我无法将此 xml 数据提取到数据框以正常工作。 这是我的 xml 示例。实际上,我有多个“实体”堆栈,它们代表所需结果中的一行数据。为了节省空间,我只在这里粘贴了一个“Entity”实例:
<EntityCollection>
<Entities>
<Entity>
<Attributes>
<KeyValuePairOfstringanyType>
<key>client_number</key>
<value type="b:string">ABC123345</value>
</KeyValuePairOfstringanyType>
<KeyValuePairOfstringanyType>
<key>my_data.client_type</key>
<value type="AliasedValue">
<AttributeLogicalName>my_type</AttributeLogicalName>
<EntityLogicalName>my_data1</EntityLogicalName>
<NeedFormatting>true</NeedFormatting>
<ReturnType>123</ReturnType>
<Value type="OptionSetValue">
<Value>345</Value>
</Value>
</value>
</KeyValuePairOfstringanyType>
<KeyValuePairOfstringanyType>
<key>my_data.status</key>
<value type="AliasedValue">
<AttributeLogicalName>status</AttributeLogicalName>
<EntityLogicalName>my_data1</EntityLogicalName>
<NeedFormatting>true</NeedFormatting>
<ReturnType>123</ReturnType>
<Value type="OptionSetValue">
<Value>67</Value>
</Value>
</value>
</KeyValuePairOfstringanyType>
<KeyValuePairOfstringanyType>
<key>my_data.date</key>
<value type="AliasedValue">
<AttributeLogicalName>date</AttributeLogicalName>
<EntityLogicalName>my_data1</EntityLogicalName>
<NeedFormatting>true</NeedFormatting>
<ReturnType>89</ReturnType>
<Value type="b:string">2024-01-01</Value>
</value>
</KeyValuePairOfstringanyType>
<KeyValuePairOfstringanyType>
<key>my_data.country</key>
<value type="AliasedValue">
<AttributeLogicalName>country</AttributeLogicalName>
<EntityLogicalName>my_data1</EntityLogicalName>
<NeedFormatting>true</NeedFormatting>
<ReturnType>123</ReturnType>
<Value type="OptionSetValue">
<Value>456</Value>
</Value>
</value>
</KeyValuePairOfstringanyType>
<KeyValuePairOfstringanyType>
<key>client_code</key>
<value type="b:guid">some_code456</value>
</KeyValuePairOfstringanyType>
<KeyValuePairOfstringanyType>
<key>my_data.my_data1id</key>
<value type="AliasedValue">
<AttributeLogicalName>my_data1id</AttributeLogicalName>
<EntityLogicalName>my_data1</EntityLogicalName>
<NeedFormatting>true</NeedFormatting>
<ReturnType>13</ReturnType>
<Value type="b:guid">some_code123</Value>
</value>
</KeyValuePairOfstringanyType>
</Attributes>
<EntityState nil="true"/>
<FormattedValues>
<KeyValuePairOfstringstring>
<key>my_data.client_type</key>
<value>client123</value>
</KeyValuePairOfstringstring>
<KeyValuePairOfstringstring>
<key>my_data.status</key>
<value>OK</value>
</KeyValuePairOfstringstring>
<KeyValuePairOfstringstring>
<key>my_data.country</key>
<value>some_country</value>
</KeyValuePairOfstringstring>
</FormattedValues>
<Id>some_code456</Id>
<KeyAttributes/>
<LogicalName>some-id</LogicalName>
<RelatedEntities/>
<RowVersion>ID123</RowVersion>
</Entity>
</Entities>
</EntityCollection>
“key”(或“AttributeLogicalName”)中的元素应该是标题。 “值”/“值”应该是实际数据。

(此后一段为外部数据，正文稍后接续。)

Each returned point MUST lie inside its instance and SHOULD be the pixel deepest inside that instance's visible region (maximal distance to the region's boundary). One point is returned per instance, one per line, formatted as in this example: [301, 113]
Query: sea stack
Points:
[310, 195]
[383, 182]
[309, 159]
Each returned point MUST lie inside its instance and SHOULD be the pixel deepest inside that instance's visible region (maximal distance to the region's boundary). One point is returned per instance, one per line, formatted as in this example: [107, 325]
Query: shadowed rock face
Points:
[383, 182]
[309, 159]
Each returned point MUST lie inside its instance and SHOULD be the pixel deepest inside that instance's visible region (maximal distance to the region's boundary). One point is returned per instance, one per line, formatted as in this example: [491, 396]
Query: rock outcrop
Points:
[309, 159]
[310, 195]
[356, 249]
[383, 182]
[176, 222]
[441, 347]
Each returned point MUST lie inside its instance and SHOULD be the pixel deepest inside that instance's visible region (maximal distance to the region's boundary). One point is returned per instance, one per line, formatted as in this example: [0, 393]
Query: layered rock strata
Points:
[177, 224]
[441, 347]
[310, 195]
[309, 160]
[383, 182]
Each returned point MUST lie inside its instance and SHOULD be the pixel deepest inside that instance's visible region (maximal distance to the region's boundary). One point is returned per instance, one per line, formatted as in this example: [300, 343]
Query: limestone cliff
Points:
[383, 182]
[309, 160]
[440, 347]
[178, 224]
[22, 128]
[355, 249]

这是期望的结果(第一行)。
由于数据非常嵌套,我尝试使用 xml.etree 但没有走得太远,因为我不确定如何在这里继续:
for _, elem in ET.iterparse(my_xml):
if len(elem) == 0:
print(f'{elem.tag} {elem.attrib} text={elem.text}')
else:
print(f'{elem.tag} {elem.attrib}')
怎样才能得到想要的结果?
考虑使用 XSLT,转换特定 entity、key 和 value/Value 节点的嵌套 XML。然后,使用pandas按实体进行
pivot
,由于重复的键,后缀数字会添加到键名称中。 Pandas read_xml
使用 lxml
解析器支持 XSLT 1.0。
XSLT (另存为.xsl文件)
<?xml version="1.0" encoding="utf-8"?>
<xsl:stylesheet xmlns:xsl="http://www.w3.org/1999/XSL/Transform" version="1.0" >
<xsl:output method="xml" indent="yes"/>
<xsl:template match="/EntityCollection/Entities">
<root>
<xsl:apply-templates select="Entity"/>
</root>
</xsl:template>
<xsl:template match="Entity">
<xsl:apply-templates select="descendant::KeyValuePairOfstringanyType"/>
<xsl:apply-templates select="descendant::KeyValuePairOfstringstring"/>
</xsl:template>
<xsl:template match="KeyValuePairOfstringanyType|KeyValuePairOfstringstring">
<data>
<entity><xsl:value-of select="ancestor::Entity/Id"/></entity>
<xsl:copy-of select="descendant::key"/>
<value><xsl:value-of select="descendant::Value[not(*)]|descendant::value[not(*)]"/></value>
</data>
</xsl:template>
</xsl:stylesheet>
XSLT 输出(长格式可缩放到任何键和值)
<?xml version="1.0" encoding="UTF-8"?>
<root>
<data>
<entity>some_code456</entity>
<key>client_number</key>
<value>ABC123345</value>
</data>
<data>
<entity>some_code456</entity>
<key>my_data.client_type</key>
<value>345</value>
</data>
<data>
<entity>some_code456</entity>
<key>my_data.status</key>
<value>67</value>
</data>
<data>
<entity>some_code456</entity>
<key>my_data.date</key>
<value>2024-01-01</value>
</data>
<data>
<entity>some_code456</entity>
<key>my_data.country</key>
<value>456</value>
</data>
<data>
<entity>some_code456</entity>
<key>client_code</key>
<value>some_code456</value>
</data>
<data>
<entity>some_code456</entity>
<key>my_data.my_data1id</key>
<value>some_code123</value>
</data>
<data>
<entity>some_code456</entity>
<key>my_data.client_type</key>
<value>client123</value>
</data>
<data>
<entity>some_code456</entity>
<key>my_data.status</key>
<value>OK</value>
</data>
<data>
<entity>some_code456</entity>
<key>my_data.country</key>
<value>some_country</value>
</data>
</root>
Python (处理带后缀计数的重复键)
entities_df = (
pd.read_xml("input.xml", stylesheet="style.xsl")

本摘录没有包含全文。